Recently I flew to Sweden unaccompanied. I’m not a nervous flyer. In fact, by the time I’ve found my seat and am safely buckled in and people start handing out little lemon-scented serviettes is when I start relaxing because I know I am where I’m supposed to be and from here on it’s all in the capable hands of Captain van Breda. It’s the hours leading up to that part that take years off my life. I’m racked by two irrational fears: one, that somehow the backpack which is tightly fastened to my body and also the handbag containing the 34 bits of paper you apparently still need to fly anywhere will somehow cease to be and I’ll be standing in Terminal 3 with no documentation, destined to eat at McDonalds for the rest of my life like Tom Hanks.
And the other is that I’ll bide my time in a long queue and then arrive at my gate and the man who holds your boarding pass under that machine thing will say no, you can’t get on. This is not your plane. This plane flies to Cambodia. Your Cape Town home plane to your bed and your children took off 20 minutes ago from a terminal 10km away, so even if you had rollerblades you’d still be stuffed. So I walk around clutching my backpack which (as I pointed out) is quite unnecessary since it is attached to me by straps and gripping my handbag tightly to my chest while I compulsively check the TV monitor to make sure I’m really, really in the right place. Then when I find my gate I position myself inches away from another monitor showing my flight details and I remain glued to it, now and again averting my eyes to nervously accost strangers and random airport staff and ask them if this plane is, indeed, bound for my destination.
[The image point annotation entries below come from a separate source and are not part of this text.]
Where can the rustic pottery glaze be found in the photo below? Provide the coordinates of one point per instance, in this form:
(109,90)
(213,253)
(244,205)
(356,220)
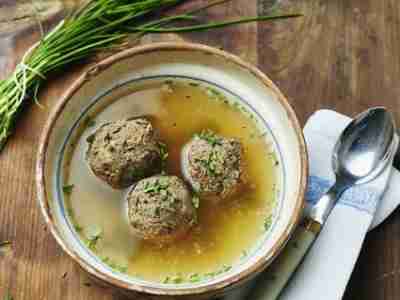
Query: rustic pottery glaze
(201,63)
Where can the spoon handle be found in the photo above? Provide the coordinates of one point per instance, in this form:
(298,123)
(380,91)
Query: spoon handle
(271,283)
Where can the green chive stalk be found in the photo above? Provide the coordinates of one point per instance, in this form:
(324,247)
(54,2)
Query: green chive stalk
(97,26)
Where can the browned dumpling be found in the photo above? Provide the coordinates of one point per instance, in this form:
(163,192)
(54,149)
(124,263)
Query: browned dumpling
(160,208)
(123,152)
(213,165)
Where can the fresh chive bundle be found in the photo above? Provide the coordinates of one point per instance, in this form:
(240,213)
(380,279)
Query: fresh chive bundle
(96,26)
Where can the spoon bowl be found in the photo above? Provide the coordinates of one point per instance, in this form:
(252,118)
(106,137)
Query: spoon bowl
(363,151)
(364,148)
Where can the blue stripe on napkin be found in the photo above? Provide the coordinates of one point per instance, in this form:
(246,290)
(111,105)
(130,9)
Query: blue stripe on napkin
(363,198)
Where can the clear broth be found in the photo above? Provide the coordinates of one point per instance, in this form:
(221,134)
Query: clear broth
(225,232)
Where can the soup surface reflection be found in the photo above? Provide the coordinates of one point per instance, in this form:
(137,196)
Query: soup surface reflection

None of this is an exaggeration, you can ask my husband. So it’s a happiness when I find myself, shoes off and backpack safely stowed in the overhead locker, with nothing left to worry about but the announcements interrupting my movie and that there won’t be enough food. When I fly with my children the latter part is sorted. Both get bad motion sickness and spend the entire flight dry-heaving into a bag like that scene from Dumb and Dumber, leaving me with the chicken, beef and vegetarian pasta and all the tiny cheeses and crackers and salad dressings and it’s like an aeroplane party for one. When I fly alone I have nothing but what they give me and even when I eat all the condiments including the salt and pepper I’m still hungry.
On this particular flight I sat next to a waifish Japanese woman (is there any other kind?) who could have been 17 or 40. Like other Japanese travellers I’ve observed, she seemed to have a low opinion of Western food and (unlike me) zero interest in anything the nice Emirates ladies conjured from the happy recesses of their mobile kitchens. Instead, she took out her own box which contained an array of things chopped into microscopic morsels. These, with the help of tiny toothpick chopsticks, she dipped into a thimbleful of soy sauce and ate daintily before settling down for a snooze, leaving her hot little box of lamb Rogan Josh wastefully unattended. I eyed it greedily while licking the last, remaining grains of basmati rice from my tin-foil lid and while I wanted it desperately I knew that stealing it from under her nose would be risky and that she’d probably notice. Her bread roll, on the other hand, was another story and mere inches from my hand. Plus, I still had butter left. This theft, I figured (four bottles of aeroplane Chenin in) I could get away with. I watched her closely. Her eyes were tightly shut, her breathing even and a tiny trickle of soy-scented spit hovered at the corner of her mouth.
Eyeing my prey, and with the stealth of a ninja, I leant over three inches and quietly helped myself to the small, cold, cellophane-wrapped package. Only, my enemy move seemed to stir some latent Samurai survival instincts and instantly her eyes snapped open and she snatched her roll back and glared at me in understandable outrage. To say that I felt ashamed would be putting it mildly. She proceeded to re-organise her little tray so that the roll was as far away from me as possible while I apologised profusely and did that pray bow thing and said konichiwa several times in the most remorseful tone I could muster, but she wasn’t having any of it. To hide my deep humiliation at the whole of row 57 knowing I was nothing but a common thief I took out my phone and pretended to have a long, casual conversation even though everyone knows you can’t even do that on planes.
And I was very relieved when at last the captain announced that we were descending into Dubai airport and I could slink away and never see these people again and be left alone in my shame and the thermal pyjamas which seemed a good idea at the time but here in the desert were itchy and hot as the hinges of hell. Also, the water the red-lipped ladies neglected to bring me even though I pressed my little bell like I had Tourettes syndrome (they probably heard I was a criminal and were warned to stay away) was becoming a thing of increasing urgency as the many plastic cups of wine I’d merrily imbued began to make themselves felt in my temples. Only you can’t drink the water in Dubai because it’s wee and what South African carries a Euro – certainly not this one – so I couldn’t even purchase a Voss to wash down my Gen-Payne.
I learnt some valuable lessons on this journey: just because the booze is free does not mean you have to turn your tray table into a mini wine bar; it’s not right to steal from people even when it feels justified in the moment; and lastly, that I need to spend less time watching My 600 Pound Life and more listening to Sogyal Rinpoche reminding me not to act like a crazy person every minute of every day.